Me: No thanks. Sleepy. C u in a.m.

Jack rolled over on his stomach while I texted her back, and lay there for a second while I put my T-shirt back on.

Jack: I have to go home now, don’t I?

Me: Well, you don’t
have
to, but if you don’t, my mother may kill me while you watch when she returns.

Jack: I’d never forgive myself.

Me: Then you might want to think about putting on your shirt.

He pulled his T-shirt on in a hurry and sort of tugged the hem down past the waist of his shorts.

Me (laughing): Little riled up, are we?

Jack: Hey, that’s
your
fault.

Me: I will not stand for these wild allegations.

He put an arm around my shoulders as I walked him to the front door and we stepped out onto the porch.

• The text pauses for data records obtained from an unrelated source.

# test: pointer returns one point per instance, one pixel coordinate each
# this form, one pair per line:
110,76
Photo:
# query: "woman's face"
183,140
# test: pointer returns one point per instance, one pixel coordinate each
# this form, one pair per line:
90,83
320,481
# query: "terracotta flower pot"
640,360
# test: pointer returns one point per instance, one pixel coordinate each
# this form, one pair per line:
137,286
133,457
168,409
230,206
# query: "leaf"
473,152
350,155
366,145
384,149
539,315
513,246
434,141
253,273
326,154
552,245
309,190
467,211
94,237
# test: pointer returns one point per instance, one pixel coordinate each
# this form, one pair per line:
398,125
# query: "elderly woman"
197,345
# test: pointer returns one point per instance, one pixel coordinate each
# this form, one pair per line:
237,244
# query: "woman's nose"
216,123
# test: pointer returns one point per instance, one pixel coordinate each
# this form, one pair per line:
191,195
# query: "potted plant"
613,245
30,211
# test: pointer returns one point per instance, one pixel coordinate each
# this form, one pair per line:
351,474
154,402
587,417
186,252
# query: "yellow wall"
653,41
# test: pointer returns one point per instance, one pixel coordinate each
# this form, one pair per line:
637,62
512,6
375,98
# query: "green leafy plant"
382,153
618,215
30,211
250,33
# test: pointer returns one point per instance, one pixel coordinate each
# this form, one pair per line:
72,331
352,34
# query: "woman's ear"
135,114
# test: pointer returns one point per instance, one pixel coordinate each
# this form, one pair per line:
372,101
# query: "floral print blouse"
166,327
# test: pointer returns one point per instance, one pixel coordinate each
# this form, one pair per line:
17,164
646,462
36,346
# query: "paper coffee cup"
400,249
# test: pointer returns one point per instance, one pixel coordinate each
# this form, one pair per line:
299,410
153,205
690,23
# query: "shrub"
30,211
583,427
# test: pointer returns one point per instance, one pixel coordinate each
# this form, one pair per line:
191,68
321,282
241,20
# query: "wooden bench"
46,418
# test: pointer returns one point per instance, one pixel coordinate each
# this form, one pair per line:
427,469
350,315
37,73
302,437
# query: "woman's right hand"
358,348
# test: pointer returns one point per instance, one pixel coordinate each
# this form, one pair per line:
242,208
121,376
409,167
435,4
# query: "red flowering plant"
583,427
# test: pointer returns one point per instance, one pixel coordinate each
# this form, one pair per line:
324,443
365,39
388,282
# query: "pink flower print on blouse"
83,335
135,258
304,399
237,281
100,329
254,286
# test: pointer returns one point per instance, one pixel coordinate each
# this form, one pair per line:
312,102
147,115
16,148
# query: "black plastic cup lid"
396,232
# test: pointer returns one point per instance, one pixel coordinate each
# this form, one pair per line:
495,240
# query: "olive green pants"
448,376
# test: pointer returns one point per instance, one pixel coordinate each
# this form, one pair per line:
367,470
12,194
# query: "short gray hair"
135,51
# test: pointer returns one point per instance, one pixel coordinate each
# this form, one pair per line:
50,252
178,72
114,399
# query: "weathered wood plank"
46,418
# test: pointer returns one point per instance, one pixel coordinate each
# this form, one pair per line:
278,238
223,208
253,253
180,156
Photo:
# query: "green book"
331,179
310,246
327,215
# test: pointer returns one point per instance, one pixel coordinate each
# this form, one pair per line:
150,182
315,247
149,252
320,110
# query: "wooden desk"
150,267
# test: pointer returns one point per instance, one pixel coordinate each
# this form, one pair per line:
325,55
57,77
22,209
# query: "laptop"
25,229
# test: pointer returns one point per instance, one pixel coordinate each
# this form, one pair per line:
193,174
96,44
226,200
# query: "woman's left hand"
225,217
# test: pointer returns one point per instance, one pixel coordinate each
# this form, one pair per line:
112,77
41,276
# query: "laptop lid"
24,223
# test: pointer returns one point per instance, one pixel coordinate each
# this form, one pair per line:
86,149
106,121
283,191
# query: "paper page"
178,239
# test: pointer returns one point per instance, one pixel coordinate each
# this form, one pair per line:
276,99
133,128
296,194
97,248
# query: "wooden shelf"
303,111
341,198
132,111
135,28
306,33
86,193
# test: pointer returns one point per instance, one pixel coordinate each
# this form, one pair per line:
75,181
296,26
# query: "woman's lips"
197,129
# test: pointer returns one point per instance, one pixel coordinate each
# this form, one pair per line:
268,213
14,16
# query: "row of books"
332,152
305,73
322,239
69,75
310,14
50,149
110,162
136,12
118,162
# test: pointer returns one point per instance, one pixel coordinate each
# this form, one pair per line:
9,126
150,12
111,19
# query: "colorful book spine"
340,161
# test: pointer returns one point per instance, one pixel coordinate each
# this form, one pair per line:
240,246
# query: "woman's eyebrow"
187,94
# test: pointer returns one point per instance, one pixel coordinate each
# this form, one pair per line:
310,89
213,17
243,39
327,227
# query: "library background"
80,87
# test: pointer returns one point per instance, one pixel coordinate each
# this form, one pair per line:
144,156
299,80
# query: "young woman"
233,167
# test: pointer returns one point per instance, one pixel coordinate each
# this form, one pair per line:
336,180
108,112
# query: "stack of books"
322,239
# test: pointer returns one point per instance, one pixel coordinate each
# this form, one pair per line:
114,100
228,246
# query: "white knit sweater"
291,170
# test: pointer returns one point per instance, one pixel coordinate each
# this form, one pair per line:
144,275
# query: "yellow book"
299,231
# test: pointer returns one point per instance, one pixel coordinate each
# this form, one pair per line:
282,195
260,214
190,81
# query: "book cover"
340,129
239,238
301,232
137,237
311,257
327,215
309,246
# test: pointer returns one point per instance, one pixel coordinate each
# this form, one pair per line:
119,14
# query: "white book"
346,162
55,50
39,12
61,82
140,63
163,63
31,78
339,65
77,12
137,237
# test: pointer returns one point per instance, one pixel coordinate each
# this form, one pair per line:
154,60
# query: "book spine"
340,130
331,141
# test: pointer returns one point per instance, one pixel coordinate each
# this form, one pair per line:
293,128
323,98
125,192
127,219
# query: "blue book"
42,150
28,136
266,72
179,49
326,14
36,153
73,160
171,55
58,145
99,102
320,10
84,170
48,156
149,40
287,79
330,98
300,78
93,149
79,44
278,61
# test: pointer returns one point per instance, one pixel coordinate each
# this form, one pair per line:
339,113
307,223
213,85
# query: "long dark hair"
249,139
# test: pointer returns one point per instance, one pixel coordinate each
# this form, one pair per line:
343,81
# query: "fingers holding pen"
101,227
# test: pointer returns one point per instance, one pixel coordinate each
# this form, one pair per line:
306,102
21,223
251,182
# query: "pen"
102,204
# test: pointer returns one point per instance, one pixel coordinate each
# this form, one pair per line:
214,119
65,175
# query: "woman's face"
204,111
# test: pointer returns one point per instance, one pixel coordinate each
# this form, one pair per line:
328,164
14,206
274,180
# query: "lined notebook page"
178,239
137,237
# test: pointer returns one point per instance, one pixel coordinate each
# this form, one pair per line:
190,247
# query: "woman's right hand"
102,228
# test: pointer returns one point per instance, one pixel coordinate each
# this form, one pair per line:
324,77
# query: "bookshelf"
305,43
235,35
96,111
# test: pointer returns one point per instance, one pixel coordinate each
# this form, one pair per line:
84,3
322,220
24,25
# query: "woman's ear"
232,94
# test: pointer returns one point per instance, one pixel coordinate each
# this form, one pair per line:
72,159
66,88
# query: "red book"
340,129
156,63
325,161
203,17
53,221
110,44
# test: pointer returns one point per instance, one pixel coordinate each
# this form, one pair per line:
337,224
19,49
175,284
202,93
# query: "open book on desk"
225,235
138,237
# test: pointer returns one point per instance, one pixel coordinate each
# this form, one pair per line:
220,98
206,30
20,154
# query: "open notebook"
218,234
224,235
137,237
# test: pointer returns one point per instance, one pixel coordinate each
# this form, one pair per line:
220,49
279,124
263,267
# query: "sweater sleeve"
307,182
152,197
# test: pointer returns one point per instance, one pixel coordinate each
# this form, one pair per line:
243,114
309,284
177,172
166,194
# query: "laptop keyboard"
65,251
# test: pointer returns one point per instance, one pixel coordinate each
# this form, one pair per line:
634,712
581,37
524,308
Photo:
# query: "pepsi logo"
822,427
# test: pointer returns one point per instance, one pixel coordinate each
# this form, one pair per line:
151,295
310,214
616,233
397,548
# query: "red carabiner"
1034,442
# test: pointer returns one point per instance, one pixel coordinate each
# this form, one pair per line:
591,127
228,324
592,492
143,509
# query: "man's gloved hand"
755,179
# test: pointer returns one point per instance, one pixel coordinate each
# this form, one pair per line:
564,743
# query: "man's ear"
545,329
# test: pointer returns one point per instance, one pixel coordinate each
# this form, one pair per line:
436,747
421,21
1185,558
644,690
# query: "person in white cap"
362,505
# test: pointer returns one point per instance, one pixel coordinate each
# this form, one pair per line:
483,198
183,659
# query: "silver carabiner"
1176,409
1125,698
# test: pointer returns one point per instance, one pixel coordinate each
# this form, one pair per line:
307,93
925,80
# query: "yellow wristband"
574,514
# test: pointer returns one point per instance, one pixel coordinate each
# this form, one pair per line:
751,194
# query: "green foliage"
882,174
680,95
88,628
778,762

Jack: Thanks for the tour.

Me: Thanks for coming by. Didn’t know I’d see you again tonight.

Jack: I did.

Me (frowning): Really?

Jack: Whydaya think I left my wallet in your car?

Then a kiss, and a wink, and he was gone.

Saturday, June 30

Weight:
Can’t look yet.

The only thing missing from my birthday last night was Dad.

It’s strange, but I can’t remember a birthday without him. Because my birthday is never during school, he’d always take the day off from work at the dealership so we could have the whole day together. Every year for as long as I can remember, he always made chocolate chip pancakes for breakfast. He’d drop the chocolate chips in after he’d poured the batter to arrange them in the numbers of whatever birthday it was.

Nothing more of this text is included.